No blog tomorrow.
I will be away from the computer…and in Seoul receiving awards and anointing for my services to Korean Culture. No shit!
I shall explain all on Monday…and I’m certain that you shall wish to stick your pie holes somewhere near my stinky parts…that’s how exciting this shit promises to be. For you. For me. For us.
Before I leave…today is the final day of visiting my pod that my pet troll David…aka Dr Tee…aka archaeologist…aka Derrick…aka hairy lip…aka mysogo man will visit the pod. He has given up, and is bowing out of the contest. Why?
Because I am the fucking dragon slayer…and he is another on the pile of dead bloggers, commentators, fucktards, try hards, and various other dragons…that I have cleaved. He came. He saw. I kicked his arse. This is the way of shit for those who choose a rumble in this jungle. First there was Sick Boy. Gone. Then there was YC. Gone. Jaguar? Dispatched. John From Daejeon. Who the fuck was that? He’s John from Dae…GONE! Eve? That bird named after a douche? Haven’t heard from her for ages. David? Well…he came…and he had a crack…but he has decided to tuck tail and run. It’s nae skin off of my neck…BUT…I feel let down. I thought that a big tough wanker like David would have managed more than a couple of months.
It wasn’t to be.
It seems that a lady magnet like David just doesn’t have the time to sit and chat about how much of a fuckhead I am…much less the extra time it takes to explain why he hates women. It’s a busy schedule of blessing shit, masturbating over cat photos, and wolf whistling mirrors for our boy David. It’s a shame. I was hoping that the real Dr David/Derrick Thiessen was going to come over here and bust fake DT’s nut hole. Interesting that plastic David is running just as shit got interesting. It would seem that David could not overcome this blogging Goliath…which just proves what Jesus always said, “you can’t believe shit just because it’s in the bible yo! Bitch, please!”

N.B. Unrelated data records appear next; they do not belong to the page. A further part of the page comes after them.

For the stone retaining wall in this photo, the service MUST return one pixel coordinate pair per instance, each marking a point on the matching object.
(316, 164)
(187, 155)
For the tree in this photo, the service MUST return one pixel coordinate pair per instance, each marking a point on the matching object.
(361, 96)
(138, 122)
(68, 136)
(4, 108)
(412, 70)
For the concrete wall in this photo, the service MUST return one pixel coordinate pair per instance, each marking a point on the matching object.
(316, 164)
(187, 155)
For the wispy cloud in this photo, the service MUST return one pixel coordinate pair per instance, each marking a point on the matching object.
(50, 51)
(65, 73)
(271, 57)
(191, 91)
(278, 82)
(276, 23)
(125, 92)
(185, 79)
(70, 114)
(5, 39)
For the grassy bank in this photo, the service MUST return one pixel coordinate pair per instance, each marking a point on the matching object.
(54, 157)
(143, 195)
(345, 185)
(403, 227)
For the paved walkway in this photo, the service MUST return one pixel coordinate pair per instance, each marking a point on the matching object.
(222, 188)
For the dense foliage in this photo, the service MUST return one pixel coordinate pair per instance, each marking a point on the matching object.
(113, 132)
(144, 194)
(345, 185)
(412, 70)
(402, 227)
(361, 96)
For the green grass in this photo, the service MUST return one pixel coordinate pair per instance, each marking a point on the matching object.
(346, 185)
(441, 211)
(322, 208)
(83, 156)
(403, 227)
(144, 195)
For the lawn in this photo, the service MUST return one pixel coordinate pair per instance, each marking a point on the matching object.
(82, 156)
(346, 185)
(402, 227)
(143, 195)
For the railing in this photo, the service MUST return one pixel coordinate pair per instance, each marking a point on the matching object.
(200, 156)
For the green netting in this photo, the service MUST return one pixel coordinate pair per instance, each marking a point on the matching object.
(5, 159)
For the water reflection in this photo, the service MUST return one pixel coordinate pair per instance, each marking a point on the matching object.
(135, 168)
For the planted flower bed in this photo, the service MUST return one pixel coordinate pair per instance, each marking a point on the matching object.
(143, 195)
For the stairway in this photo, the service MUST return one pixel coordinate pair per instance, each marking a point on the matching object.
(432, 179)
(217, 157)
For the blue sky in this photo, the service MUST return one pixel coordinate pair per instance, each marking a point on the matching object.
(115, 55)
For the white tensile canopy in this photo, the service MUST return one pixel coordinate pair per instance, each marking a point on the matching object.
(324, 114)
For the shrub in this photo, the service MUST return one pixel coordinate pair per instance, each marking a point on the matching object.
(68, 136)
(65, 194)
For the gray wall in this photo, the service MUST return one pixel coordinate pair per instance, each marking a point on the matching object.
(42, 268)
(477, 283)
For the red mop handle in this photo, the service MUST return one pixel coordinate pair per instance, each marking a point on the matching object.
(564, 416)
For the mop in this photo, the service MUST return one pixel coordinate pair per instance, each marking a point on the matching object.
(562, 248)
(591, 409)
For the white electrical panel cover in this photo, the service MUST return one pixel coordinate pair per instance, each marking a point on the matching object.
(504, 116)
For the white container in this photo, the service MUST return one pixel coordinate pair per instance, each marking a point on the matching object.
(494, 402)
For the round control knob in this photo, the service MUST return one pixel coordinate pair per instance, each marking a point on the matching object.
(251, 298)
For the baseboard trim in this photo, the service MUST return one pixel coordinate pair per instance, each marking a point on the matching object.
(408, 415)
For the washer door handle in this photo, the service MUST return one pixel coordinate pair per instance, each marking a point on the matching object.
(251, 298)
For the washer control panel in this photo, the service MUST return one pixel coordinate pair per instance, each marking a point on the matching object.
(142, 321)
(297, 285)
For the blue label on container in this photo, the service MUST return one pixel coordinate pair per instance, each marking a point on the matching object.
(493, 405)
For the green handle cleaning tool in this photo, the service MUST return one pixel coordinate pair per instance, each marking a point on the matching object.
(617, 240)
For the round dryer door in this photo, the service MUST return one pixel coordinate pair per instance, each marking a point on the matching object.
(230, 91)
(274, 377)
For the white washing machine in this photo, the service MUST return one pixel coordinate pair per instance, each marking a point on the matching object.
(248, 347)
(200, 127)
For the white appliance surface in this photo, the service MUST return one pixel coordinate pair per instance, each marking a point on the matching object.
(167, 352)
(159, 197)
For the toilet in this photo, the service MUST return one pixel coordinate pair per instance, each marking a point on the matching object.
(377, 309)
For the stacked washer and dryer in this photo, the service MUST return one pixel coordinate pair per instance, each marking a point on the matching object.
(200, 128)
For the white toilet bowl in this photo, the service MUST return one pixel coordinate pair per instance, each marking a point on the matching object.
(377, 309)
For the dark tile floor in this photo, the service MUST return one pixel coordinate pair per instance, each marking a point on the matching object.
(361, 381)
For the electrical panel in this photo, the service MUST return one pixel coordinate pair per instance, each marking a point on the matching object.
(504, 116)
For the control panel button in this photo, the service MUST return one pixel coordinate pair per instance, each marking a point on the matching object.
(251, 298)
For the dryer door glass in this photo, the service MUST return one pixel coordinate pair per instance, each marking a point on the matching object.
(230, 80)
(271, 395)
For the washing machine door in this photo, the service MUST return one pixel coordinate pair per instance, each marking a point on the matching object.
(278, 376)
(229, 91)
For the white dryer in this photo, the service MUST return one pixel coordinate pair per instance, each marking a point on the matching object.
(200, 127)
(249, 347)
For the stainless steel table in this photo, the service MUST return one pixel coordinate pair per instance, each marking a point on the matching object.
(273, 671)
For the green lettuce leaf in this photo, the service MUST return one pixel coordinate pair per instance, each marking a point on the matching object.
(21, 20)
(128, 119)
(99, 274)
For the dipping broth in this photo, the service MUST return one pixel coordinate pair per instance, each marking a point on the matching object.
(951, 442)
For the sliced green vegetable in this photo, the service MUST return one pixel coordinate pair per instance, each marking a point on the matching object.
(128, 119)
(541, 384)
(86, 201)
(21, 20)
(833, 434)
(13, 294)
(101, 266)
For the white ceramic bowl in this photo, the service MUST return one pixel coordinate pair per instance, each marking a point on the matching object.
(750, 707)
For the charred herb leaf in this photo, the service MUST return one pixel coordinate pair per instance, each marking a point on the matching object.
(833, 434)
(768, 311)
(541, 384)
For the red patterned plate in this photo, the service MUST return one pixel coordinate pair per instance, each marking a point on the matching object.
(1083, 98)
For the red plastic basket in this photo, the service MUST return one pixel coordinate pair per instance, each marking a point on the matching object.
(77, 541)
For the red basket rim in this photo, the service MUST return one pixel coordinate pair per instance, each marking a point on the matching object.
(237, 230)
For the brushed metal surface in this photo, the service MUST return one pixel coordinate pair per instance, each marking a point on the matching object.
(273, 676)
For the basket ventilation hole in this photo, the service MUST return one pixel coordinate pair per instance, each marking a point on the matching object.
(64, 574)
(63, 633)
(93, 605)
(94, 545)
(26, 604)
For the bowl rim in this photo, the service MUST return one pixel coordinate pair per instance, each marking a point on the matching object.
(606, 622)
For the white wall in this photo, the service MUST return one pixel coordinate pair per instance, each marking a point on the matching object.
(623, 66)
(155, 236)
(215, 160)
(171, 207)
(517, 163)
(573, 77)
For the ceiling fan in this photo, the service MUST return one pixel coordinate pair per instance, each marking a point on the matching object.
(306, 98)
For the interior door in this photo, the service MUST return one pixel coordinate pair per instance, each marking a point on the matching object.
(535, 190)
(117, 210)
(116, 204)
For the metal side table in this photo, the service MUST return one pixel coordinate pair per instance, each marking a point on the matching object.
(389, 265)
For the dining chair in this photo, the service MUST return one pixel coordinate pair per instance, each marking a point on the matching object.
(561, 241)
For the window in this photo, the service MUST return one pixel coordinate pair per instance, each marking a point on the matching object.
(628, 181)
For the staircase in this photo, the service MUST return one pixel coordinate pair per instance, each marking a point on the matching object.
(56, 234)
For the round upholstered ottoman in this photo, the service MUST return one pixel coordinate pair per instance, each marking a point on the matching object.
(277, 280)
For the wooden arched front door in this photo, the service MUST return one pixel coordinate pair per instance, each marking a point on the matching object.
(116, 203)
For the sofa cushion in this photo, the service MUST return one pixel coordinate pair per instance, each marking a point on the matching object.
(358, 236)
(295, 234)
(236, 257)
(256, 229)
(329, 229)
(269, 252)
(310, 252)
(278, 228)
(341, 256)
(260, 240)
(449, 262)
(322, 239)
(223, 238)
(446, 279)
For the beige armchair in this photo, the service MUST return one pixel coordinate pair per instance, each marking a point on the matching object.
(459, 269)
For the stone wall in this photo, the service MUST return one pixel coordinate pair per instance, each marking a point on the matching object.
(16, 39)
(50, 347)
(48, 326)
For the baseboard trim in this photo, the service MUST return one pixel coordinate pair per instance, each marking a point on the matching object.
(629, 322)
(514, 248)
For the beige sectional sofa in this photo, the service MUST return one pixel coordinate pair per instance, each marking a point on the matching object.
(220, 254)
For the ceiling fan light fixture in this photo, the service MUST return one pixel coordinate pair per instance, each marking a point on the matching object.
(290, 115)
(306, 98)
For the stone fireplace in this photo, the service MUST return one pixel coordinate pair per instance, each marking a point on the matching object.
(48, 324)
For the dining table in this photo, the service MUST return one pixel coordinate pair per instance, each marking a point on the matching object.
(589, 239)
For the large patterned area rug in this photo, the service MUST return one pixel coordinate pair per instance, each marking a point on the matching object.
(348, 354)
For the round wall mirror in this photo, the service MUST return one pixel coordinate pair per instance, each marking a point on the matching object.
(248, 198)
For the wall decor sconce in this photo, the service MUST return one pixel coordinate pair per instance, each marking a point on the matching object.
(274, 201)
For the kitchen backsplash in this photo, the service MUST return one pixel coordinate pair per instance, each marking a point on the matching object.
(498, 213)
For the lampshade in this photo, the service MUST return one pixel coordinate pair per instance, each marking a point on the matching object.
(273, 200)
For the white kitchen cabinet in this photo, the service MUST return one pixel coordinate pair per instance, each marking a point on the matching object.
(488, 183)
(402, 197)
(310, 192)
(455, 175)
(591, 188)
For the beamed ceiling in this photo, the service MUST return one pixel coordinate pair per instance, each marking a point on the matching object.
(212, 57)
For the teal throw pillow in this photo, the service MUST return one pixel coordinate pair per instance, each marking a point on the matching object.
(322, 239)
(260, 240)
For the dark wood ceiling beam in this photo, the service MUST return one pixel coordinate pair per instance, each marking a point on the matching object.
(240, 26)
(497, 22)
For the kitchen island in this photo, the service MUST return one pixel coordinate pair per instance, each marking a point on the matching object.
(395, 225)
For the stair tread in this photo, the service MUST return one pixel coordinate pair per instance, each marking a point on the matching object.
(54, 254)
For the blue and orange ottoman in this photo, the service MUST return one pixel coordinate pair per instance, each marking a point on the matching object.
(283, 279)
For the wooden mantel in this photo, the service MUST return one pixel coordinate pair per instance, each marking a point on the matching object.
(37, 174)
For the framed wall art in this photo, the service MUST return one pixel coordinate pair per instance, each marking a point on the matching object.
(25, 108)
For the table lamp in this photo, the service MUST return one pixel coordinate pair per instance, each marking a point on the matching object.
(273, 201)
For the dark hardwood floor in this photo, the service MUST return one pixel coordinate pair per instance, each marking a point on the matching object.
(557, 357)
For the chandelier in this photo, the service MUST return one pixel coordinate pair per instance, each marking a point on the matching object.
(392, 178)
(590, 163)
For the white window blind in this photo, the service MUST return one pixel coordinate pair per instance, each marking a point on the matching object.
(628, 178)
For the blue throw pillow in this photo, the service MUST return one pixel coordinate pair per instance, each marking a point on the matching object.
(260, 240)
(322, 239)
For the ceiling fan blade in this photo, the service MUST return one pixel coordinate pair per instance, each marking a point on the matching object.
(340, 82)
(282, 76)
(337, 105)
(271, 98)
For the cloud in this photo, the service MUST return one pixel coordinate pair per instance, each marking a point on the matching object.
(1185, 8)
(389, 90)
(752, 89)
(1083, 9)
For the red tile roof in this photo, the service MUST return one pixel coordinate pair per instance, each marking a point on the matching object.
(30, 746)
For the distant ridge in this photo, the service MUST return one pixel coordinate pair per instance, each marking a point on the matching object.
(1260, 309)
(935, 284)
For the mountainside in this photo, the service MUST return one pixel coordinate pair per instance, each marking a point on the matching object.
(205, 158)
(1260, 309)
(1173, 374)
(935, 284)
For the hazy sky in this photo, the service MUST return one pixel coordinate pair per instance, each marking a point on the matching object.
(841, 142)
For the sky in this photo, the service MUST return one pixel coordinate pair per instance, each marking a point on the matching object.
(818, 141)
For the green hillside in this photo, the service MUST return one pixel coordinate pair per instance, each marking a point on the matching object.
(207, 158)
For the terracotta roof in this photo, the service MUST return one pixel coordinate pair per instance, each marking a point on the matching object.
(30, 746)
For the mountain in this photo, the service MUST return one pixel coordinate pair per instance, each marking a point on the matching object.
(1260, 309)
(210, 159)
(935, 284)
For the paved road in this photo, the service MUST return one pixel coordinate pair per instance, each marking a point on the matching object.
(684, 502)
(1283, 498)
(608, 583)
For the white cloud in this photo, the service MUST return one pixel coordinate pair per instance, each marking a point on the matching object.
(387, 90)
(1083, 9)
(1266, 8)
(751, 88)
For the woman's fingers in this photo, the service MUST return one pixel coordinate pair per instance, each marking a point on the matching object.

Farewell David. I shall flush twice in order to ensure your safe passage through the sewers of your mind. I shall miss you, and will undoubtedly write about you from time to time. Whether it’s when your fake self writes an article where he talks to himself (part one of a two part series where the newspaper clearly suggested the second part never be written)…or when he attacks Flint on youtube…I shall think…only of you.
Don’t wait up.
He’s leaving…so…party at my house!!!